映画をたくさん観るようになってから未だに4,5回しか出会えてない、そしてこれから何回出会えるかも分からない、「面白い」とも「スゴい」とも違う「これだ...!!(ドンピシャ)」の感覚を2024新作映画で味わえたことがとても嬉しいし、「記憶を消してもう一度観たい映画は?」と聞かれたら即答できるような作品に巡り会えたのが本当に幸せだった。
終始程よい距離感とテンポ感で描かれるメインキャラクター3人の"欠落"。それがその人にとって"仕方のない"ものなのか、"なんとかすべき"ものなのか、それともその両方なのか、解釈が観る人によって変わってくる映画なのだけど、その余地はただ筋を展開させるだけでは生まれないはず。この映画はちゃんとキャラクターの立ち居振る舞いで考えさせてくれる。常に台詞が軽快なユーモアに溢れているからこそ、嫌われ者のあるたった一言が胸の苦しさを浄化させてくれる。台詞だけじゃない。目線の会話やちょっとした相槌もそう。そういう部分が抜かりないから感情移入できる。良い映画っていうのは画面越しにキャラクターの体温が伝わってくるような気がする。温もりだけじゃなく冷たさも。
この映画の主人公ハナム(ポール・ジアマッティ)は全寮制の名門バートン校に長年務める歴史教師。独身。変だし融通が効かないので生徒から嫌われている。そんな彼が一応自身の言動を常に反芻しながら生きていることに、クリスマス休暇なのに家庭の事情で学校にたった1人置いてけぼりの生徒アンガス(ドミニク・セッサ)は、学校の外に出られない不本意の中、彼と接していくうちに初めて気づく。ハナムの負い目がどこから来るのか、そしてなぜアンガスはそれに気づける側の人間なのか、その理由もしっかり描かれている。ただ言動が面白いだけじゃなくてその根っこにあるものについて考えさせてくれるから完璧な脚本だと思う。そして今回特に際立っていたのは料理長のメアリー(ダヴァイン・ジョイ・ランドルフ)。どしっとした風体でなんだか強そう。安心感がある。でも夫をずっと前に亡くし、ベトナム戦争によって唯一の息子まで亡くしてしまったから、一人ぼっちで彼の母校であるバートン校で料理をふるまっている。そんな彼女だけど、なるべくしゃきっとして今を生きようとしていることが言葉やタバコを吸う姿から伝わってくる。
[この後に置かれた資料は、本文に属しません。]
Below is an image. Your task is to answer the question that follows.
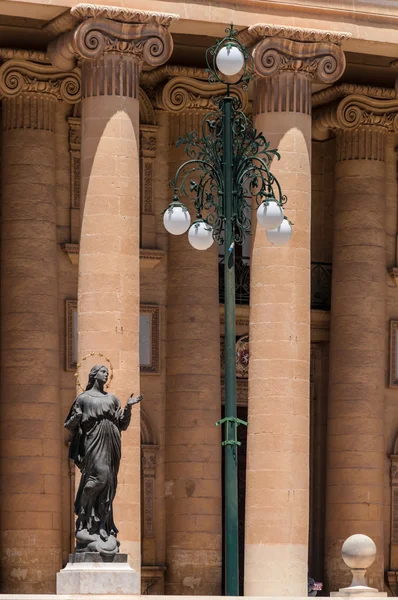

教師が人生の先輩として生徒の指標となる作品は今までたくさん観てきたけど、今回は教師も生徒も駄目なので、その2人をちょっと客観視する重要な存在。と思いきや...の部分で三角形の構図が見事に機能してくるのが本作の肝。
"強い人間なんて本来いない。だけど、人間は辛いとき互いに寄り添い合えるとても強い生き物なんだ。"
後半はそんなメッセージを受け取れるけど、クリスマス当日の特例で学校を飛び出すワクワク感や疾走感を経て描かれることで全然狙ってる感じもしない。とにかくずっとハイセンスなコメディで、台詞・演出・映像・音楽が完璧。でもそういうセンスが極まるとどうなるか。ちょっとした場面で、泣ける描写じゃなくても涙腺が来ちゃう。ある悲劇的な出来事も、ロングショットで映すことでたかが滑稽で、笑えたり、でもやはり可哀想だったりする。滑稽さに哀愁を感じられればきっといい映画の証。
父親の"死"と母親からの"拒否"による孤独と退屈を抱える生徒に、「今の時代や自分を理解したいなら、過去から始めるべきだ。歴史は過去を学ぶだけでなく、いまを説明することでもある。」と歴史教師は教えてくれる。歴史が好きな自分としてもここのくだりはそれなって感じだったけど、この映画はそこで留まらないんだな。このときハナムは、アンガスの父親の"死"の真相をまだ知らない。僕も知らなかったので、知ったとき衝撃のあまり心臓がバクバクした。知った先にハナムがどんな言葉をかけ、どういう手段をとり、そしてラストシーンのあの行動にどう繋がっていくのか。終盤まで見事だった。
シーンで言うと、レストランの駐車場でチェリー・ジュビリーを作るシーンが最高。映画館を出たあとの多幸感。現実で小さな幸せに気づけるようになることが映画を観る幸せだと僕は思う。